2) Static Instruction Contributions to DDI: Our analysis indicates that, in most cases, the *static* program instructions corresponding to the DDI are *partially* dead at run-time and/or difficult to remove using pure static techniques. While static schemes to eliminate DDI may be inadequate, they may still be able to assist run-time and hardware-based schemes to lower their overall hardware and power costs. For instance, we believe that a promising *hybrid* compiler-hardware approach may employ the compiler to tag instructions as *probably dead*,



Fig. 3. Number of *static* instruction instances corresponding to DDI for **optimized x86** benchmarks. The three bars for each benchmark display static instructions reached without context information, with *single-call-site* context information, and *full-call-stack* context respectively. Note, the vertical axis is plotted on a logarithmic scale.

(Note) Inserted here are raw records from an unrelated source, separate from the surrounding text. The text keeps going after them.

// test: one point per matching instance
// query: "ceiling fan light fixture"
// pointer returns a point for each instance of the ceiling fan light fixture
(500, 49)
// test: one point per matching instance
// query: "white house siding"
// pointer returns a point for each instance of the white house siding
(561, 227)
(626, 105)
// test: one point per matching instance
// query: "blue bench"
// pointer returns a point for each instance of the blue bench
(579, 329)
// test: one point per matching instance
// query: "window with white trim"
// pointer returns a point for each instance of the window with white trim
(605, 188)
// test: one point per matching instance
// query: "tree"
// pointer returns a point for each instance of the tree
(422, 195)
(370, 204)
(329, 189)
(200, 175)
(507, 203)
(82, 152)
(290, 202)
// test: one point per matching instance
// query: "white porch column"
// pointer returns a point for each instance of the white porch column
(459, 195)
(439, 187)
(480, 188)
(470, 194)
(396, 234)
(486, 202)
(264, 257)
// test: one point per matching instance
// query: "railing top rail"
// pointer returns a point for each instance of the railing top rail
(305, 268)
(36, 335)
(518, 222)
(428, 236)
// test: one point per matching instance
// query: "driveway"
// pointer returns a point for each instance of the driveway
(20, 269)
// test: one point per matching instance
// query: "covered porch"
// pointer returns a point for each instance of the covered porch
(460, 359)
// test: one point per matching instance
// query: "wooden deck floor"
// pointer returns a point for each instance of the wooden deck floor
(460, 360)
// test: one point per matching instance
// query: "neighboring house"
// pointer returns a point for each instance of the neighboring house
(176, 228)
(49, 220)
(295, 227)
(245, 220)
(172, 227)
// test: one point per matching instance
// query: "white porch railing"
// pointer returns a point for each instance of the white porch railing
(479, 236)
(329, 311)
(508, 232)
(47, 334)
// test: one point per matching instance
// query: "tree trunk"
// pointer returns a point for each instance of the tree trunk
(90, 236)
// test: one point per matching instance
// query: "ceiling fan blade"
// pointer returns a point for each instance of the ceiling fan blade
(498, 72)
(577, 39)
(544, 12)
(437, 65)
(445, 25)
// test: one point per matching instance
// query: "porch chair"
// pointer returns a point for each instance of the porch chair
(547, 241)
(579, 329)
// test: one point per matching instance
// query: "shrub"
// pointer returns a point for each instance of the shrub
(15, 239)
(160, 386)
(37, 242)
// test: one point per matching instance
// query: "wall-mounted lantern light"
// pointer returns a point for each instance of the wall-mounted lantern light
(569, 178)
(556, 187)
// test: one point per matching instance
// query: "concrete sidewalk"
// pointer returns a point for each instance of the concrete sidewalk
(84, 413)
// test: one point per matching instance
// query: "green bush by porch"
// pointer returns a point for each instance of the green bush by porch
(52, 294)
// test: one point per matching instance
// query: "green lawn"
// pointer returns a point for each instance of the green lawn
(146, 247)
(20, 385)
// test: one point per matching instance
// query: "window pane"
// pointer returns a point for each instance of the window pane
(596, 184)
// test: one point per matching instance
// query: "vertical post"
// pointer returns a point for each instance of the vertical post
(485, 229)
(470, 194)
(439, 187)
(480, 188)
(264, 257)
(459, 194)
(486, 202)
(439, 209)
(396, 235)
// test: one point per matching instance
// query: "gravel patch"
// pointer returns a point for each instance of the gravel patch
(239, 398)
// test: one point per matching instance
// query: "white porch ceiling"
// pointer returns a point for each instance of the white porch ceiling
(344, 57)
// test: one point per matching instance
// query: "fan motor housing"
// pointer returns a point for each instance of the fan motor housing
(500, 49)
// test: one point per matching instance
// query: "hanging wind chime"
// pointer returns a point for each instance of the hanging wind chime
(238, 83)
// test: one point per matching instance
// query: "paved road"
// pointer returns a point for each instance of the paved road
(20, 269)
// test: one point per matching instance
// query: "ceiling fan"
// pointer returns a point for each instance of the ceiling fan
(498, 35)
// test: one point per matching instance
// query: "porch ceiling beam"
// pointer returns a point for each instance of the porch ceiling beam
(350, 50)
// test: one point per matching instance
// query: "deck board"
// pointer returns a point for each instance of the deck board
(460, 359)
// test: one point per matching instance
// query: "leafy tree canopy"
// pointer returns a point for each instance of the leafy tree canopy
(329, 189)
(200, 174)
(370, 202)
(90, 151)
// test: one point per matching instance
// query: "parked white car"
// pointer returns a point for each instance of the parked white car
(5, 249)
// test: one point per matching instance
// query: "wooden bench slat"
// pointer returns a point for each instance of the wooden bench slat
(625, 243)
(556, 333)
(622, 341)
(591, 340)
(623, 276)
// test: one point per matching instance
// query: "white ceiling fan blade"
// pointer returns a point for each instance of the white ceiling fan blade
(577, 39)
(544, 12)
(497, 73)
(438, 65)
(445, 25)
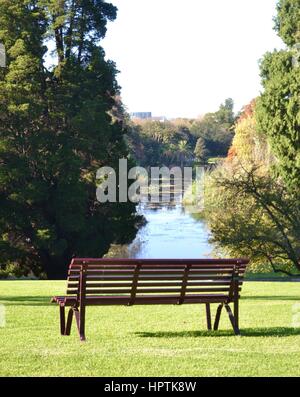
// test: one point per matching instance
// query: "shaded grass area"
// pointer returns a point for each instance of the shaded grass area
(150, 340)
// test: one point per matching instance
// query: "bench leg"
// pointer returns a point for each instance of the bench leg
(208, 316)
(62, 319)
(79, 317)
(232, 320)
(69, 322)
(236, 312)
(218, 315)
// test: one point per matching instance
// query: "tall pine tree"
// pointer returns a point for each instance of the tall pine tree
(56, 130)
(278, 108)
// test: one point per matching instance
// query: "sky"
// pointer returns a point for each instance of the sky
(184, 58)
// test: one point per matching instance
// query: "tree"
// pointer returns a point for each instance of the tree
(216, 129)
(200, 151)
(252, 214)
(56, 130)
(287, 21)
(278, 108)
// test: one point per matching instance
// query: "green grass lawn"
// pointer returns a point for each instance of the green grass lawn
(149, 340)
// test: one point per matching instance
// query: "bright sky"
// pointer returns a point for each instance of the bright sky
(183, 58)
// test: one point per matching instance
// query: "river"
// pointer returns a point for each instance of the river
(170, 232)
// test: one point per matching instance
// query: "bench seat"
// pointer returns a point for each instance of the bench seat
(142, 299)
(105, 282)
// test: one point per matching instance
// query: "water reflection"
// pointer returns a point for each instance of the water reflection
(170, 232)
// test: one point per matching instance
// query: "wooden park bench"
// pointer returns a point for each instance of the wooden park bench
(100, 282)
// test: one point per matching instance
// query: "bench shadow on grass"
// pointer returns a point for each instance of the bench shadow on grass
(275, 297)
(245, 332)
(25, 300)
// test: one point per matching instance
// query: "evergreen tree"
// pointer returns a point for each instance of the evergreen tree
(56, 130)
(278, 108)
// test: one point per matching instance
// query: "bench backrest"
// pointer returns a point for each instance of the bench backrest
(183, 278)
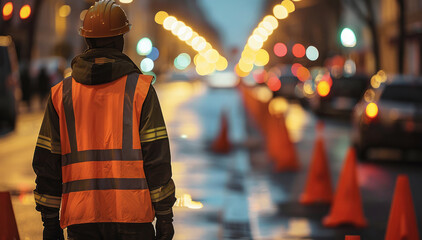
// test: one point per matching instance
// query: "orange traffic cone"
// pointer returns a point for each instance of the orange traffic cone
(272, 134)
(352, 237)
(347, 206)
(402, 221)
(286, 158)
(9, 229)
(318, 186)
(222, 144)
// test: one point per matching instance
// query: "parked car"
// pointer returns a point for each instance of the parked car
(339, 96)
(9, 75)
(389, 117)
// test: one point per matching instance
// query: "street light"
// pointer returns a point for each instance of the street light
(348, 38)
(25, 11)
(7, 11)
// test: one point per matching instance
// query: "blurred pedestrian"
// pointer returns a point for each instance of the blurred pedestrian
(102, 154)
(26, 85)
(43, 81)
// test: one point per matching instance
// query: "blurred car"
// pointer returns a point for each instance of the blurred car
(389, 117)
(338, 96)
(225, 79)
(9, 75)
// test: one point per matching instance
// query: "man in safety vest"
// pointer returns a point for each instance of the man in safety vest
(102, 156)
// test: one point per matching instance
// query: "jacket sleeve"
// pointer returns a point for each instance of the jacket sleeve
(156, 155)
(47, 164)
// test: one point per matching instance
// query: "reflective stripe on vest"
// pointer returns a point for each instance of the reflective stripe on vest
(102, 166)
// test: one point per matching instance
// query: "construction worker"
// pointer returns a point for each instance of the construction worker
(102, 156)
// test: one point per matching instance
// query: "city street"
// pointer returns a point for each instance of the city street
(236, 195)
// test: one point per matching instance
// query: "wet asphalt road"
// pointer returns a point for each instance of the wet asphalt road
(233, 196)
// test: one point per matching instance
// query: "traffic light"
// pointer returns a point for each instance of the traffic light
(7, 11)
(25, 11)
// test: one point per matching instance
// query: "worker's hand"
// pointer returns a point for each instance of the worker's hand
(164, 228)
(52, 229)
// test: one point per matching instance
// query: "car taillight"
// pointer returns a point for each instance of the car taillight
(323, 88)
(371, 110)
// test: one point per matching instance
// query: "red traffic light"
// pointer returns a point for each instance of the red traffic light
(7, 11)
(25, 11)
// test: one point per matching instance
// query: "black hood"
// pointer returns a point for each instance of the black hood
(101, 65)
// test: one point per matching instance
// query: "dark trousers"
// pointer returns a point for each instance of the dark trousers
(111, 231)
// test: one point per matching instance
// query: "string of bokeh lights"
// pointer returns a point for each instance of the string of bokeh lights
(207, 60)
(254, 56)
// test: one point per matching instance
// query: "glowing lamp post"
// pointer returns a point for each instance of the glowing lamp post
(348, 38)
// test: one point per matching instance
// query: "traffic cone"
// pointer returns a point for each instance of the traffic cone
(222, 143)
(9, 229)
(352, 237)
(273, 138)
(318, 186)
(402, 221)
(347, 206)
(286, 158)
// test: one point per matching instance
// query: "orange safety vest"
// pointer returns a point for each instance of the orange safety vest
(102, 166)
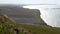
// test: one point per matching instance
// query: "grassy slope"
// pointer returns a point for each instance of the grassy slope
(7, 26)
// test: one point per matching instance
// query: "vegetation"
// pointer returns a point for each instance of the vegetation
(9, 27)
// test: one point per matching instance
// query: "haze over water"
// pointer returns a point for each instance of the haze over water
(49, 13)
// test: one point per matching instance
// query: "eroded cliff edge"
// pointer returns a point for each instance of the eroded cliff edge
(22, 15)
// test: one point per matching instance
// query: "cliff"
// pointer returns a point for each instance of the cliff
(22, 15)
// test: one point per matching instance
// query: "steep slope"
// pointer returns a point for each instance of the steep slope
(9, 27)
(22, 15)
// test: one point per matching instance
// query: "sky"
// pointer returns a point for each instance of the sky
(27, 1)
(50, 15)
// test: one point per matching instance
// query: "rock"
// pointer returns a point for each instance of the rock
(24, 16)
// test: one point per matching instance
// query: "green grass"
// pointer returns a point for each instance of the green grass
(7, 27)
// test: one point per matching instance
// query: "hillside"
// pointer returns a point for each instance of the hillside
(7, 26)
(23, 16)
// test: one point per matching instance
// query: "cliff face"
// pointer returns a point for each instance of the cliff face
(22, 15)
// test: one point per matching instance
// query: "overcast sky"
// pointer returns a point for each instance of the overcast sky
(27, 2)
(52, 16)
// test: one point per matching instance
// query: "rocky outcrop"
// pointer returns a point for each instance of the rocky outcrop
(22, 15)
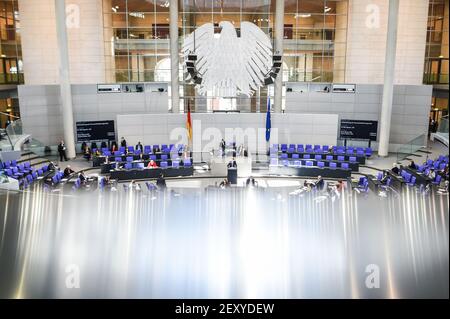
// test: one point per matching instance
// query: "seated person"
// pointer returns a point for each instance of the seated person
(395, 169)
(412, 165)
(161, 182)
(320, 183)
(82, 177)
(68, 171)
(232, 163)
(152, 164)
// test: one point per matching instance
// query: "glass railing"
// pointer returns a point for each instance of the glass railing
(411, 147)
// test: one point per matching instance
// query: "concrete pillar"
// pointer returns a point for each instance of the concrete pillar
(389, 72)
(174, 56)
(279, 35)
(64, 78)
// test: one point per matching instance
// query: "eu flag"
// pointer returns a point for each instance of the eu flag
(268, 123)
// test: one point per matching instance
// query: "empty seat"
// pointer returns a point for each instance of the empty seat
(187, 162)
(273, 162)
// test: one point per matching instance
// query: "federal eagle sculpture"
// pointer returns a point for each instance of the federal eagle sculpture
(230, 65)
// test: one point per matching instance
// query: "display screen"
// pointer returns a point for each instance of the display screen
(359, 130)
(95, 131)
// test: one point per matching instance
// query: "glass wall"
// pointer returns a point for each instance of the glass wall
(436, 54)
(11, 71)
(137, 41)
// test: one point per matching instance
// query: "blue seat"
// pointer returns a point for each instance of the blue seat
(187, 162)
(140, 165)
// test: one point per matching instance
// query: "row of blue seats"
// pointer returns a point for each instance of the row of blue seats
(309, 148)
(297, 163)
(147, 149)
(317, 157)
(163, 164)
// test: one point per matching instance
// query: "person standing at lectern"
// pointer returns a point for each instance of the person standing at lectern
(232, 163)
(222, 146)
(123, 143)
(62, 151)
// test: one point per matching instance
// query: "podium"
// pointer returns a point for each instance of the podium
(232, 175)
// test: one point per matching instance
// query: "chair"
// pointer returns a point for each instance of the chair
(437, 180)
(187, 162)
(164, 164)
(140, 165)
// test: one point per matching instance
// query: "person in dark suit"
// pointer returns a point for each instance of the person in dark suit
(222, 146)
(62, 151)
(232, 163)
(139, 147)
(123, 142)
(68, 171)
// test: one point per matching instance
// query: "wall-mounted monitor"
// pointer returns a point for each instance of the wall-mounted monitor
(109, 88)
(344, 88)
(95, 131)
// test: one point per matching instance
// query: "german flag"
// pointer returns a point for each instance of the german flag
(189, 124)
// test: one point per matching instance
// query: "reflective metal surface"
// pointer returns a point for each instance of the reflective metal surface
(233, 243)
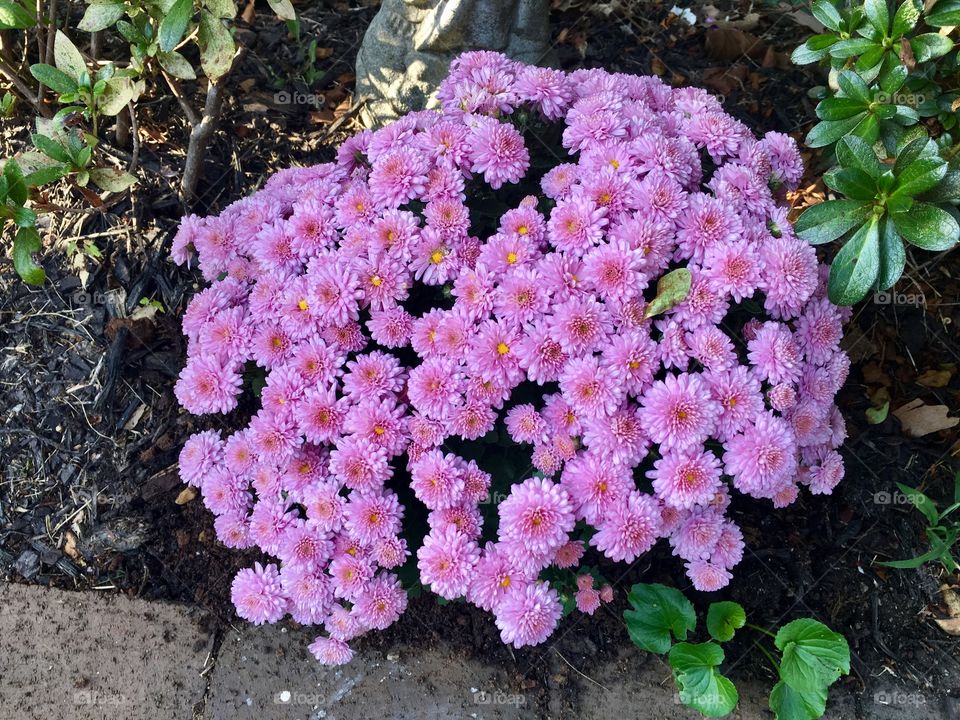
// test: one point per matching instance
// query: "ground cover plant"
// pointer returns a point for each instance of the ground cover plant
(565, 311)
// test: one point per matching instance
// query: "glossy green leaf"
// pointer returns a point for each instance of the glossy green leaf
(829, 131)
(852, 182)
(174, 25)
(854, 86)
(283, 9)
(701, 686)
(929, 46)
(853, 152)
(788, 704)
(655, 612)
(856, 266)
(827, 14)
(853, 46)
(928, 227)
(893, 256)
(830, 220)
(920, 175)
(724, 619)
(839, 108)
(814, 656)
(25, 243)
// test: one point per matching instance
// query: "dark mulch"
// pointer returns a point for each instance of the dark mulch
(90, 429)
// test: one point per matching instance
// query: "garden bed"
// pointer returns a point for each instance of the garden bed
(91, 431)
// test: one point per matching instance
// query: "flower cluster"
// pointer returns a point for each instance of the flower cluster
(399, 323)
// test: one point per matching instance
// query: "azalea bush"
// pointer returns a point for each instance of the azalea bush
(888, 115)
(498, 345)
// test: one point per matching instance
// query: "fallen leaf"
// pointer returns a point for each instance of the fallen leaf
(186, 495)
(70, 546)
(919, 419)
(935, 378)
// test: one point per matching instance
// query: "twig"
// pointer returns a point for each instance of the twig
(578, 672)
(10, 74)
(134, 160)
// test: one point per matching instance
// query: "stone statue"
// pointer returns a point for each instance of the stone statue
(408, 47)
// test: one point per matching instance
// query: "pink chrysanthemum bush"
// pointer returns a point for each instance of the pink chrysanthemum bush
(476, 363)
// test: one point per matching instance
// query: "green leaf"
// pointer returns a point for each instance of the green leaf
(827, 14)
(56, 80)
(724, 619)
(843, 49)
(111, 179)
(672, 289)
(856, 266)
(878, 15)
(905, 18)
(177, 65)
(225, 9)
(927, 227)
(839, 108)
(922, 174)
(893, 257)
(25, 243)
(174, 24)
(16, 186)
(701, 685)
(922, 503)
(119, 91)
(67, 58)
(283, 9)
(876, 415)
(47, 174)
(829, 220)
(852, 182)
(814, 656)
(829, 131)
(658, 610)
(854, 86)
(216, 46)
(894, 80)
(947, 190)
(944, 14)
(100, 14)
(788, 704)
(14, 16)
(853, 152)
(930, 46)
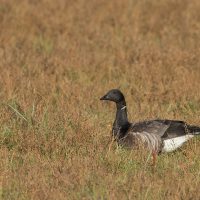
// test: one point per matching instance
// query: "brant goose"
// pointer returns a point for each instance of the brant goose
(158, 135)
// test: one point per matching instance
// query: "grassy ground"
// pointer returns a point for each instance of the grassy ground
(57, 58)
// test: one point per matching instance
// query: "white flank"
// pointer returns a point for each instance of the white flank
(174, 143)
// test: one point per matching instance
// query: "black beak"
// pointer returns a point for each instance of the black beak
(104, 97)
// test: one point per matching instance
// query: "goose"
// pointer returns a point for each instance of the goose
(157, 135)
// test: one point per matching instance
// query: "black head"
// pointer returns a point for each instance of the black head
(113, 95)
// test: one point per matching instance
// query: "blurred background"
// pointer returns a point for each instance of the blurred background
(57, 58)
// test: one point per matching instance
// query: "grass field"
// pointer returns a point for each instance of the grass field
(57, 58)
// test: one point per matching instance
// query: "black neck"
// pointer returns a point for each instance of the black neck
(121, 123)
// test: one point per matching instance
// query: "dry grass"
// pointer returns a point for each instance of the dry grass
(57, 58)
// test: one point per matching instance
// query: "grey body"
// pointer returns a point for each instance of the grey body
(157, 135)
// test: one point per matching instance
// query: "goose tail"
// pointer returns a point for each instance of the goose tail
(194, 130)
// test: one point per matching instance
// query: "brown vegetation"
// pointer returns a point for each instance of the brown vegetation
(57, 58)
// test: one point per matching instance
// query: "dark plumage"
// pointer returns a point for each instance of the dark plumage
(158, 135)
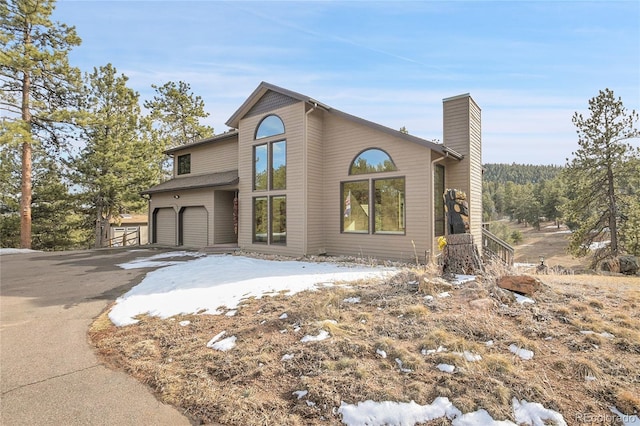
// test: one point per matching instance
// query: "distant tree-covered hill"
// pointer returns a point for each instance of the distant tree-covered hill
(520, 173)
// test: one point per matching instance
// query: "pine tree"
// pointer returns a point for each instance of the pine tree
(38, 86)
(596, 175)
(175, 113)
(57, 222)
(119, 159)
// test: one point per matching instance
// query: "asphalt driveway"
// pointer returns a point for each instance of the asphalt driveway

Fig. 4. Number of *static* instruction instances corresponding to DDI for **unoptimized x86** benchmarks. The three bars for each benchmark display static instructions reached without context information, with *single-call-site* context information, and *full-call-stack* context respectively. Note, the vertical axis is plotted on a logarithmic scale.

which will then be tracked by the hardware at run-time. For such techniques, success in eliminating DDI at low costs will depend on the compiler accuracy of tagging potentially dead instructions, the number of instructions that the hardware needs to track, and the instruction window that will be needed to determine the dead-*ness* status of an instruction at run-time. In this section we collect statistics to determine the feasibility and assist the development of such DDI elimination techniques.

First, we present results on the number of static instructions that generate DDI at run-time. The *first/leftmost* bar<sup>1</sup> for each benchmark in Figures 3 and 4 show the number and ratio of *static* instruction instances that correspond to the DDI as compared to the total number of static instructions reached during the execution of each benchmark. Thus, we can see that, for optimized SPEC and MiBench benchmarks, only 18.62% and 8.97% of the static instruction instances, respectively and on average, contribute to the DDI. For our unoptimized benchmarks, 18.25% and 7.64% of the static instructions contribute to the DDI for SPEC and MiBench programs, respectively.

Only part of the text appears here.